Dengue is a tropical mosquito-borne disease caused by dengue virus (DENV) which is transmitted by the mosquito Aedes aegypti. The symptoms of the disease include severe pain in muscles and joints, swelling of lymph nodes, headache, fever and rash. Progression of infection may lead to Dengue Hemorrhagic Fever (DHF) – a severe form of the disease involving vascular and hemostatic abnormalities. Dengue affects various countries of the Asia, the Pacific, the Americas, Africa, and the Caribbean. In India, more than 20,000 cases of dengue are reported each year. As such, accurate diagnosis of the disease proves helpful for proper treatment of the disease. The dengue virus belongs to family Flaviviridae which also includes West Nile virus, Japanese Encephalitis virus, Yellow Fever virus and Zika virus. The genome of the virus is a single-stranded (+) RNA (Baltimore class IV). Reverse Transcriptase-Polymerase chain reaction (RT-PCR) has been proven to be extremely useful and a sensitive diagnostic tool for the detection of RNA viruses, including DENV. Our Dengue Detection service involves semi-quantitative RT-PCR based detection of a conserved DENV 511-bp sequence in the D1/D2 region using gene-specific primers that can detect as low as 10 copies of viral RNA under in vitro conditions. PCR-based detection is emerging as a highly sensitive diagnostic tool for the detection of pathogen in a wide array of clinical samples.

Representative gel image showing amplification of the DENV D1/D2 sequence. Lane 1: Positive amplification at 511-bp; Lane 2: Negative control; Lane 3: DiAGSure DNA ladder.

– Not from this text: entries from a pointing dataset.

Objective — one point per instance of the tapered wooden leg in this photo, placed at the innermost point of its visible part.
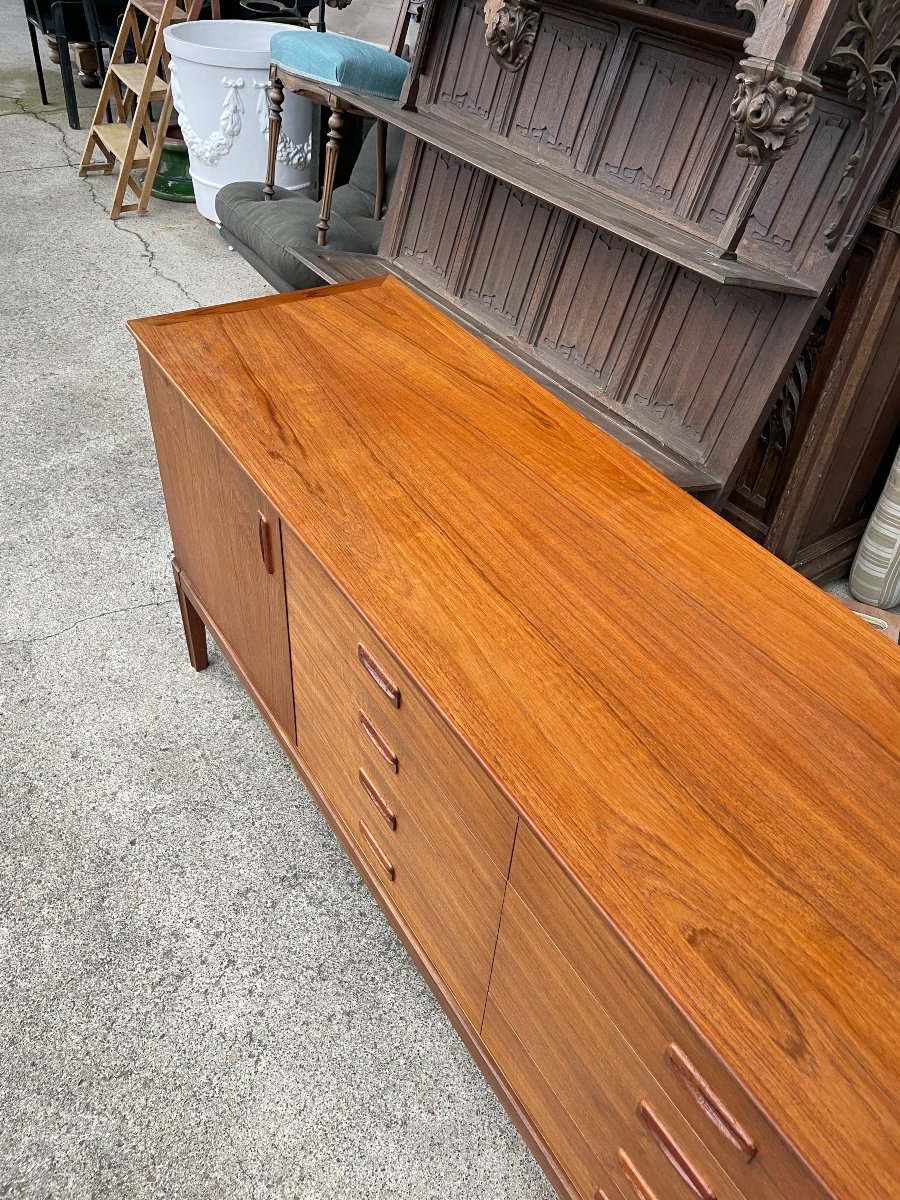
(276, 99)
(335, 123)
(381, 156)
(195, 629)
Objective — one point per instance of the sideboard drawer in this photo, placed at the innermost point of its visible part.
(377, 699)
(426, 853)
(685, 1084)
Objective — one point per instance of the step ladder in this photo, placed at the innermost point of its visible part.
(131, 138)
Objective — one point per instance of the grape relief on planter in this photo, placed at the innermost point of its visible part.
(288, 153)
(209, 150)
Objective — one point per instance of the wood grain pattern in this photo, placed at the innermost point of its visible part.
(606, 1073)
(497, 543)
(226, 539)
(441, 877)
(521, 1119)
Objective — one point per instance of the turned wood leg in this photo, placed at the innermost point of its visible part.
(381, 156)
(276, 99)
(335, 124)
(195, 629)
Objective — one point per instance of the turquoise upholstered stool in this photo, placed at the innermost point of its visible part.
(317, 65)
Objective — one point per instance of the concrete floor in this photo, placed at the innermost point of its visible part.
(198, 999)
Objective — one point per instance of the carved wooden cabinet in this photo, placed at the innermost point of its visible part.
(647, 205)
(661, 915)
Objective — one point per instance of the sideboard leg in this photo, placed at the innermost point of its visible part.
(195, 629)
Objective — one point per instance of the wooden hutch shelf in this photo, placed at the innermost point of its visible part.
(337, 267)
(582, 199)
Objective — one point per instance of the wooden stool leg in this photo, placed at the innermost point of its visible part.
(276, 99)
(381, 156)
(335, 124)
(195, 629)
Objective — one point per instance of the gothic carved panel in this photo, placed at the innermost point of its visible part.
(669, 114)
(472, 83)
(505, 259)
(697, 361)
(435, 214)
(869, 47)
(598, 307)
(715, 12)
(795, 203)
(561, 88)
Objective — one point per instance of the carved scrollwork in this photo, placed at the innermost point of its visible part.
(771, 109)
(869, 46)
(510, 30)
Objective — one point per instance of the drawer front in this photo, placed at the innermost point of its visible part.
(427, 859)
(622, 1113)
(691, 1097)
(383, 703)
(545, 1109)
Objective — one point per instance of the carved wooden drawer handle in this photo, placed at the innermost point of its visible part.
(265, 543)
(379, 743)
(382, 679)
(381, 857)
(635, 1179)
(372, 793)
(675, 1153)
(709, 1102)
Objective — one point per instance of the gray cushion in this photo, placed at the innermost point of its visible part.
(275, 229)
(271, 227)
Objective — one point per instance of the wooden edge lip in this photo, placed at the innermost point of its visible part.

Chikungunya is a tropical mosquito-borne disease caused by Chikungunya virus (CHIKV). The symptoms of the disease include fever and acute joint pain along with nausea, rash, headache, and fatigue. The symptoms are often similar to dengue and zika. Over 60,000 cases of Chikungunya were reported in India in 2017. As such, accurate diagnosis of the disease proves helpful for proper treatment of the disease. The chikungunya virus belongs to family Togaviridae. The genome of the virus is a single-stranded (+) RNA (Baltimore class IV). Reverse Transcriptase-Polymerase chain reaction (RT-PCR) has been proven to be extremely useful and a sensitive diagnostic tool for the detection of RNA viruses, including CHKV. We target RT-PCR based detection of a conserved CHIKV 212-bp sequence using gene-specific primers.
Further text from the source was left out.